The ability to obsess well is an artist’s stock in trade, and apparently it doesn’t vanish with speech. Paul’s cravings might have changed, but not his craving for cravings. Gone were the fish pastes, salmon, and trifle that reminded him of his British childhood. Post-stroke, he developed an obsessive craving for chocolate, which, since he was diabetic, had to be sugar-free. Taste-testing once again, he settled on an obscure brand of sugar-free dark chocolate bars, which weren’t easy to find locally. When the supply ran low, I would frantically order them from New York City or Rochester, buying in bulk. Sometimes Liz or I had to travel overland to buy them in Syracuse or Corning, where to the mystification of shopkeepers we’d swoop in like bank robbers and demand all their supply, including any in the storeroom. We
might leave with fifty. Paul ate one or two a night, considering them medically necessary, since they contained maltitol, with a printed warning on the chocolate bar label that it could cause loose stools if ingested in excess. Chocolate bars became the luxurious laxative backbone of his bowel regimen for a significant period of time. The swanky chocolate store in one mall came to recognize me as the habitué who bought the bars by the case. I hadn’t the heart to reveal they were being used as a laxative. Then Liz started appearing at the same store instead, with the same ostensible hunger, one only a mother lode of this particular chocolate seemed to satisfy.

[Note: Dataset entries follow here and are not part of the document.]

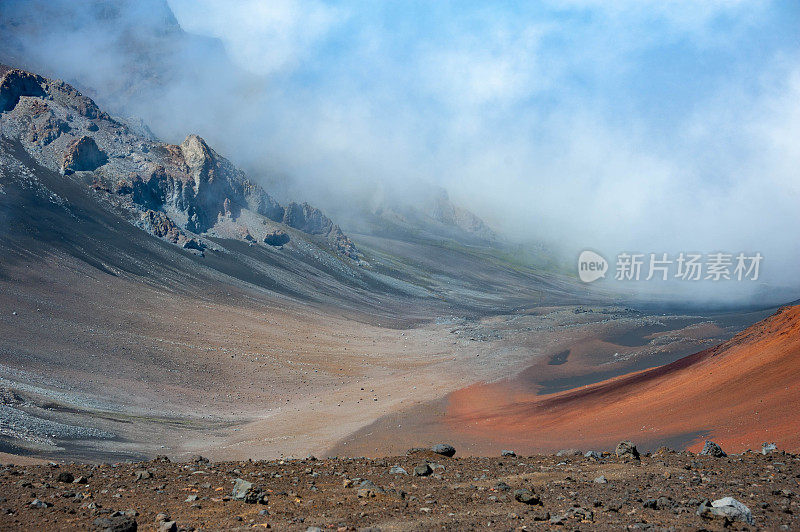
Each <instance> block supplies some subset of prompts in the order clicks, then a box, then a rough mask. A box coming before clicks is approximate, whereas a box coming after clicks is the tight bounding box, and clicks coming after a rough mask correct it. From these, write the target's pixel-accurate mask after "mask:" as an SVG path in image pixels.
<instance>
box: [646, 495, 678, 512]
mask: <svg viewBox="0 0 800 532" xmlns="http://www.w3.org/2000/svg"><path fill="white" fill-rule="evenodd" d="M642 506H643V507H644V508H649V509H651V510H668V509H669V508H672V507H674V506H675V502H674V501H673V500H672V499H670V498H669V497H658V498H657V499H647V500H646V501H644V502H643V503H642Z"/></svg>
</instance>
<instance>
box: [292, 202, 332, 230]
mask: <svg viewBox="0 0 800 532" xmlns="http://www.w3.org/2000/svg"><path fill="white" fill-rule="evenodd" d="M283 223H285V224H286V225H288V226H289V227H294V228H295V229H299V230H300V231H303V232H304V233H309V234H312V235H325V236H328V234H329V233H330V232H331V230H332V229H333V222H331V220H330V219H329V218H328V217H327V216H325V215H324V214H322V211H320V210H319V209H317V208H316V207H312V206H311V205H309V204H308V203H303V204H302V205H301V204H299V203H295V202H291V203H289V204H288V205H287V206H286V211H285V212H284V214H283Z"/></svg>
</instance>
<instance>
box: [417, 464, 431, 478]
mask: <svg viewBox="0 0 800 532" xmlns="http://www.w3.org/2000/svg"><path fill="white" fill-rule="evenodd" d="M431 473H433V469H431V466H429V465H428V464H422V465H418V466H416V467H415V468H414V476H415V477H427V476H428V475H430V474H431Z"/></svg>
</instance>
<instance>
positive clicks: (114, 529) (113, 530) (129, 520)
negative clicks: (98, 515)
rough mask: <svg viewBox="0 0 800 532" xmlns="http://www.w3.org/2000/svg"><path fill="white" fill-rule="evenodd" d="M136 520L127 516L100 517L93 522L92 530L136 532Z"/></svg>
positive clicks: (119, 531) (137, 525)
mask: <svg viewBox="0 0 800 532" xmlns="http://www.w3.org/2000/svg"><path fill="white" fill-rule="evenodd" d="M137 529H138V525H137V524H136V519H134V518H133V517H129V516H127V515H112V516H109V517H98V518H97V519H95V520H94V521H92V526H91V528H90V530H92V531H97V532H101V531H102V532H136V530H137Z"/></svg>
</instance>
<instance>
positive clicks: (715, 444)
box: [700, 440, 728, 458]
mask: <svg viewBox="0 0 800 532" xmlns="http://www.w3.org/2000/svg"><path fill="white" fill-rule="evenodd" d="M700 454H702V455H706V456H713V457H715V458H722V457H724V456H728V455H727V454H725V451H723V450H722V447H720V446H719V445H717V444H716V443H714V442H713V441H711V440H706V443H705V445H703V450H702V451H700Z"/></svg>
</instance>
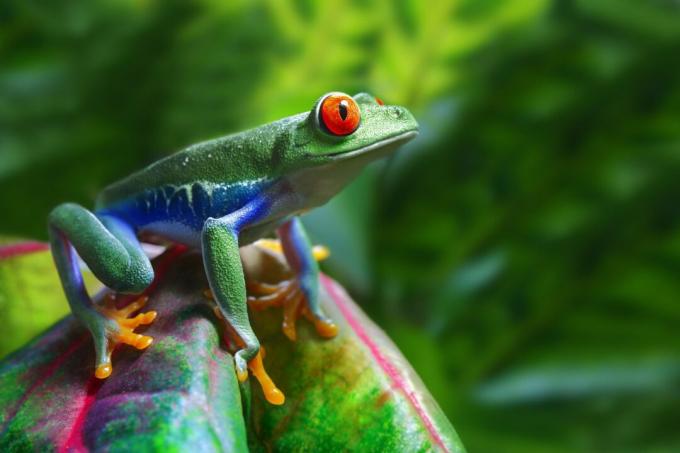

Long before, Liz’s landlord Gustaf had recommended the easy-to-prepare dinner Tasty Bite, a prepackaged Indian curry meal he’d been packing as emergency rations while vagabonding in Mongolia and all over the world. She and her husband tasted it, and liked it well enough to start buying it in bulk for camping trips. One day Liz arrived with two Tasty Bite offerings, Madras Lentils and Bombay Potatoes, for us to try. They could be eaten cold, but tasted delicious warmed up, and I liked them, but Paul was completely hooked. It filled some craving powerful as chocolate or coffee. Maybe it conjured up his British childhood’s colonial past, or reminded him of the beef curry served nearly every day in his college at Oxford. Whatever the lure, from then on he ate nothing else for dinner. He would empty two pouches of Tasty Bite into a bowl, add plain yogurt to tone down the hot peppers, stir thoroughly, and microwave for three minutes (by pressing a red dot three times). This became his favorite dinner every night for five years, with the occasional exceptions of Chinese takeout or a bowl of cold peeled shrimp. Fortunately it’s a healthy vegetarian meal, because he’s eaten it now over 1,500 days in a row. Keeping a three-month supply on hand, our pantry is an homage to curried beans, and we’re well prepared for blizzards or hurricanes. In addition to its taste, Paul loved that it was manufactured in India, sealed in pouches designed for the Apollo space program, and tested to withstand extreme temperatures and heights—from below sea level to the moon. Tasty Bite had traveled up Mount Everest with the Indian Armed Forces and to Antarctica with Conrad Anker. Surely it would do for an aphasic-British-eccentric-ex-cricket-bowler-retired-professor-author?